Derkach also included a list of violations, including surveillance of bishops by the Ukrainian Security Service, illegal detentions at entry checkpoints, drawing up lists for border services to exert pressure, forceful incursions into the premises of diocesan offices, and threats from security officers and governors against representatives of the canonical Church.
The Deputy also noted that these actions fall under Article 161 of the Ukrainian criminal code, on the violation of rights based on religion.
“The authority that confuses its flags with God, and God with its own opinions, is doomed,” Derkach commented.
Among the other violations mentioned in the submitted appeal, the Ministers write that the pressure on canonical bishops to participate in the upcoming “unification council” “will lead to an even more brazen violation of the rights of believers and the destabilization of the situation in the state.”
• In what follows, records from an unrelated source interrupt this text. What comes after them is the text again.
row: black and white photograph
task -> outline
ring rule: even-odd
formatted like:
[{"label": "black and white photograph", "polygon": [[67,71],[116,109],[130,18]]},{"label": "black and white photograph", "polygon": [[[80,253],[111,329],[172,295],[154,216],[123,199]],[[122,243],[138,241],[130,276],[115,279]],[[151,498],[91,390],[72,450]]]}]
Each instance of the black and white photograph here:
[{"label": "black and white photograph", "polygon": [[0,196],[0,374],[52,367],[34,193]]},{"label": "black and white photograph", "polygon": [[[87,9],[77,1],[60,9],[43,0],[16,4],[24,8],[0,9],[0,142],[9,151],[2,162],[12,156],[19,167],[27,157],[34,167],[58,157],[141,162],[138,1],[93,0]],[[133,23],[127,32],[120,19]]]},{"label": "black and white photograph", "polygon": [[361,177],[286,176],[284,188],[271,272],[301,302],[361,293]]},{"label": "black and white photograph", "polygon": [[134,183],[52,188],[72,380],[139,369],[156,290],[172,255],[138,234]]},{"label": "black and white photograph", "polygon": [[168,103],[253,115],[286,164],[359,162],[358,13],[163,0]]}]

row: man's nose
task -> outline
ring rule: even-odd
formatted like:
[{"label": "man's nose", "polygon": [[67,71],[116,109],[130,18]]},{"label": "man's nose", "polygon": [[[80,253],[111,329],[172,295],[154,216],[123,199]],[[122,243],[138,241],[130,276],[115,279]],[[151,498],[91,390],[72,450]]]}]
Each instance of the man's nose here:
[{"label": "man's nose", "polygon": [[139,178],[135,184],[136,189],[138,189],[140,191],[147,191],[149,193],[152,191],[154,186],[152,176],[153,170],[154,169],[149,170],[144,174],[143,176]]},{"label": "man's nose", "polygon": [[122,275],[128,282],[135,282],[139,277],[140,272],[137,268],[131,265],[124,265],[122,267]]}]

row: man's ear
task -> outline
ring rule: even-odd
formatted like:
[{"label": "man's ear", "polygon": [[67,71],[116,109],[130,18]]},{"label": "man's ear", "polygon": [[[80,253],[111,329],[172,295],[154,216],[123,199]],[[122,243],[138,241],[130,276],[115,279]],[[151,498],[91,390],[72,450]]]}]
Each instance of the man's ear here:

The Deputies specifically note Poroshenko’s attempt to forcefully gather the entirety of the canonical episcopate to meet with him at the Ukraine House, though the bishops stood up to him and insisted on meeting with him at the Kiev Caves Lavra, which he declined to do.
This attempt came just days after Poroshenko told the clergy and faithful of the Ukrainian Orthodox Church that they have no business being in Ukraine and should leave for Russia.
Around the same time, His Eminence Archbishop Ambrose of Verey, the rector of the Moscow Theological Academy, was stopped at the Kiev airport and denied entry to the country. In an attempt to justify this action, he was then added to the governmental Mirotvorets website that compiles information on so-called “enemies of Ukraine.”
As OrthoChristian has previously reported, a number of hierarchs from the Ukrainian Church, and from other Churches, have been added to the website, including His Beatitude Metropolitan Onuphry of Kiev, His Eminence Metropolitan Paul of Vyshogorod and Chernobyl, the abbot of the Kiev Caves Lavra, His Eminence Metropolitan Vladimir of Pochaev, the abbot of the Pochaev Lavra, and even His Holiness Patriarch Irinej of Serbia.
Following Poroshenko’s failed attempt to meet with the bishops, and their resolutions of November 13 in which they affirmed the decision of the Russian Holy Synod’s decision to break communion with Constantinople, the Ukrainian Security Service, the successor to the KGB in Ukraine, begin calling bishops for “conversations.”
Members of Ukrainian Parliament’s Committee on National Security and Defense recently announced that once Constantinople creates a new autocephalous Ukrainian Church, the canonical Church will be prevented from carrying out its military chaplaincy service.
Moreover, the Ukrainian Cabinet of Ministers recently took the buildings of the Pochaev Lavra away from the monastery and the Ministry of Culture has begun taking inventory on the sacred items in the Kiev Caves Lavra.
Pressure and persecution against the canonical Ukrainian Church has been ongoing for several years in Ukraine, and seems to be becoming more systematic in the lead-up to Constantinople’s granting of autocephaly to the new church it intends to create.